Late Night: Wingnut Crap of the Week
Over the past week the nation’s attention has been lasered in on the Writer’s Guild of America strike — unsurprisingly so, since right now there’s nothing good on TV.
The issues in this dispute are clear. The Writer’s Guild has advanced the position that they want to be paid for their work when it is used on the Internet, and they would also like to be fairly compensated when their work is sold as DVDs. Management has responded with the substantive criticism that the writers are a bunch of babies. Powerful and obviously quite thoughtful voices have likewise suggested that the writers are “stupid”. And that’s Michael Eisner talking, a fellow famous for his brilliant management style and keen sense of what the American public wants, not only when it comes to entertainment, but also online. So you can see that both sides present equally compelling cases. It is exceedingly tricky to tell who’s in the right when you have such well thought out arguments on either side.
But no such difficulty ought to present itself when it comes to today’s other great labor controversy involving writers on the one hand and corporate management on the other. That would be the ferocious dispute that has broken out between certain of America’s most beloved completely insane right-wing authors and Regnery Publishing.

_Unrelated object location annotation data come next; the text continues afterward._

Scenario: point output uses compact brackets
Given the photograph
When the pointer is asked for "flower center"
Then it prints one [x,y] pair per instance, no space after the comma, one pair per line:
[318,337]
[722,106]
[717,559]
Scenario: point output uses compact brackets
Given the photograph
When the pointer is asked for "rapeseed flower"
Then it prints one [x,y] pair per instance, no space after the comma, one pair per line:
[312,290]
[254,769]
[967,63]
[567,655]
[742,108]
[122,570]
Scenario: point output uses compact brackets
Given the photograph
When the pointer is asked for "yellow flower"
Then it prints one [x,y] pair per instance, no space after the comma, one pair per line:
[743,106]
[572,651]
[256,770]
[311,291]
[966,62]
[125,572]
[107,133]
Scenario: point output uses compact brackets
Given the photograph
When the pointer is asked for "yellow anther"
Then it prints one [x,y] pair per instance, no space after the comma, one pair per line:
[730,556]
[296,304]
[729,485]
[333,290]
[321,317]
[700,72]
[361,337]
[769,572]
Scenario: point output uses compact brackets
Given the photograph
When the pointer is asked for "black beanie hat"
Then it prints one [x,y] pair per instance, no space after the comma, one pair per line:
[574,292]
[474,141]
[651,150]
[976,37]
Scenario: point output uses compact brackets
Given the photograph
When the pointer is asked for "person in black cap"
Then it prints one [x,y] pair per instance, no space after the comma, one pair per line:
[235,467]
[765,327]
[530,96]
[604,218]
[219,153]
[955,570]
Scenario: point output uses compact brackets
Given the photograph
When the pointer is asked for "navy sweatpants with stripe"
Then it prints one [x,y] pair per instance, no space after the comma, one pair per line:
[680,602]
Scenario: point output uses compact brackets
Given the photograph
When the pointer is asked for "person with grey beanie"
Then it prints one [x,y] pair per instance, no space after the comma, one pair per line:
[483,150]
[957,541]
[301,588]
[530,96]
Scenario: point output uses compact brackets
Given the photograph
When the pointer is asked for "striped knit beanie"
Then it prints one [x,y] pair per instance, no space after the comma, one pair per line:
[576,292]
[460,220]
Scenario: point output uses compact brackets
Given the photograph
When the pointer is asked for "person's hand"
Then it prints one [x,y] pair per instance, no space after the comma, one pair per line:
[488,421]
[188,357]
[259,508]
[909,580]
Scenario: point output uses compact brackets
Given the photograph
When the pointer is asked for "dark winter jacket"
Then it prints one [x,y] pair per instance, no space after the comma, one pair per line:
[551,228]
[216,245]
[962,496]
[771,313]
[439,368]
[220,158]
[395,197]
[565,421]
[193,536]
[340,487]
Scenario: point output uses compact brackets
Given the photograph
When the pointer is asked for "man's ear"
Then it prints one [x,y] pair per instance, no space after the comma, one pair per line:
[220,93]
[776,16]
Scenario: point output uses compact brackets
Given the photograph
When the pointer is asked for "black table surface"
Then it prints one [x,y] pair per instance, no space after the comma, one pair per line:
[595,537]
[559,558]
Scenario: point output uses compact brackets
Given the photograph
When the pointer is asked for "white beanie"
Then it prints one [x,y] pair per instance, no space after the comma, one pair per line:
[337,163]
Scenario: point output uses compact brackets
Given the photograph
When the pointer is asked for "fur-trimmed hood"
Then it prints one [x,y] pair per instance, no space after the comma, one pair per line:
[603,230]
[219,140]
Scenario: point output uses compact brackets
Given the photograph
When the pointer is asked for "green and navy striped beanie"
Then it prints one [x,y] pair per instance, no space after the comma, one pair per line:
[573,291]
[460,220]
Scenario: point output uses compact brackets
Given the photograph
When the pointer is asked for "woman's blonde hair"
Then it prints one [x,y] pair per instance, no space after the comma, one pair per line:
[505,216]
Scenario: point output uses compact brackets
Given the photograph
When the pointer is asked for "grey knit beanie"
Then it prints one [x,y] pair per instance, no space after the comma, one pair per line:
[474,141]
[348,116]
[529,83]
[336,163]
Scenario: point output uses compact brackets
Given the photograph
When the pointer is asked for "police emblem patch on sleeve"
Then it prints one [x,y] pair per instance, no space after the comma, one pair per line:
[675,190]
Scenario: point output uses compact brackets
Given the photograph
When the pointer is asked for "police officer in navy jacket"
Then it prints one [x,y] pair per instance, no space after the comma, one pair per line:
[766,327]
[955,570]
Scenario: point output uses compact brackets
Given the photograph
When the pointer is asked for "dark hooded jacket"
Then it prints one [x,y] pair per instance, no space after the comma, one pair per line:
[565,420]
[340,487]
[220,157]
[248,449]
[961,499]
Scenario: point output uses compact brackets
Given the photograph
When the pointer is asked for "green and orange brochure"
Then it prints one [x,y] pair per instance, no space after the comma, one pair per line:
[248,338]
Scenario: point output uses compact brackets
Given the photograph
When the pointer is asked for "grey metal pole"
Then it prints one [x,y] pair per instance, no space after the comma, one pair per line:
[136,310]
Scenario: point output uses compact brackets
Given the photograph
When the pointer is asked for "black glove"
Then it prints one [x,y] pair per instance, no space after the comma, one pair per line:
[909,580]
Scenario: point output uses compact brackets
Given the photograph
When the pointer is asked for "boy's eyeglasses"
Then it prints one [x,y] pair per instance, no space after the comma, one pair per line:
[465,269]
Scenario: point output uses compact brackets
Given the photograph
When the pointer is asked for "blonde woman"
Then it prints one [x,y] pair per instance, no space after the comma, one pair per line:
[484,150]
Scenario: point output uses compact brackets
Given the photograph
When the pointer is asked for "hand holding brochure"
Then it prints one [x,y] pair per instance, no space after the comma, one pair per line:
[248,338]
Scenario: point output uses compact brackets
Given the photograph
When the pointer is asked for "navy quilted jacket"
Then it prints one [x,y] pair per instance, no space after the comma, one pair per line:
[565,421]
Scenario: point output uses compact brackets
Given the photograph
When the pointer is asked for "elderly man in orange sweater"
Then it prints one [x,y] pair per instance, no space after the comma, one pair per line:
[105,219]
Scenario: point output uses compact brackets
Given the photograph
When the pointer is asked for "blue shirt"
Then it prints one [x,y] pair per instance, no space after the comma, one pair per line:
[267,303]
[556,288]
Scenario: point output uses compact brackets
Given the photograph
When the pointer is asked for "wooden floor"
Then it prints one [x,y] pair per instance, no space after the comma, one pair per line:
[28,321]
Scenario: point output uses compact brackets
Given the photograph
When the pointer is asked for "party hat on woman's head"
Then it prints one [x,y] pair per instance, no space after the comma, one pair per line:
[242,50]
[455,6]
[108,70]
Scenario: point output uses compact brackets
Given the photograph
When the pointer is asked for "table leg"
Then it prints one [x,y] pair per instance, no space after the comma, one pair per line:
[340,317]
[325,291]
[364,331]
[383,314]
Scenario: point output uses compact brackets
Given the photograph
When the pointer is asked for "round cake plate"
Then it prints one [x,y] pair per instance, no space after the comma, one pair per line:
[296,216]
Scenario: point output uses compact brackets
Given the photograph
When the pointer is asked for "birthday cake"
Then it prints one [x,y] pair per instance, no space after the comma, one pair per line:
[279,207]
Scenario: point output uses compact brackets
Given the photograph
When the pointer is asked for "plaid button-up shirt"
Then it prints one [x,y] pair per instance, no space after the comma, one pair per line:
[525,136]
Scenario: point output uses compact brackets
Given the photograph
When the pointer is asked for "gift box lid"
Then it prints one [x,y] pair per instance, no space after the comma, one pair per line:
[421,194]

As Digby has reminded us, we must be sympathetic to the plight of our Brothers and Sisters in the Workers Movement everywhere, whether they be California grocery workers, Teamsters, or demented right-wing frauds who are bitching because their publisher is acting in a way that not only greatly benefits them, but is also in accordance with their most cherished ideological beliefs.
I am not so cynical as some of my colleagues in the Left Blogosphere, who apparently think the spectacle of these aggrieved wingnut authors is somehow “comical” or “amusing,” or that all this somehow makes them “absolute dipshits.” No.
I most sincerely urge all Regnery authors, and indeed all right-wing
hacks and crazies writers and thinkers everywhere to immediately unionize. And right after that, go on strike. Make it a good, long, interminable one, too. C’mon! Power to the people! Stick it to the man! Sing along with me!
I know that such a course of action may further delay the appearance of Jonah Goldberg’s book but you may rest assured I am prepared to endure such an ordeal with manful forbearance. And if I can make such a sacrifice, is it in any way too much to ask that, say, Victor David Hanson stop telling the world what he thinks for a good long while?
I think not. Why, I’ll even bring donuts to the picket line! What do you say, Mary Katharine Ham? I know where to get some mighty tasty Boston Cremes!
Wingnuts of the world, unite. You have nothing to lose but your chains, or, I suppose, Cheetos.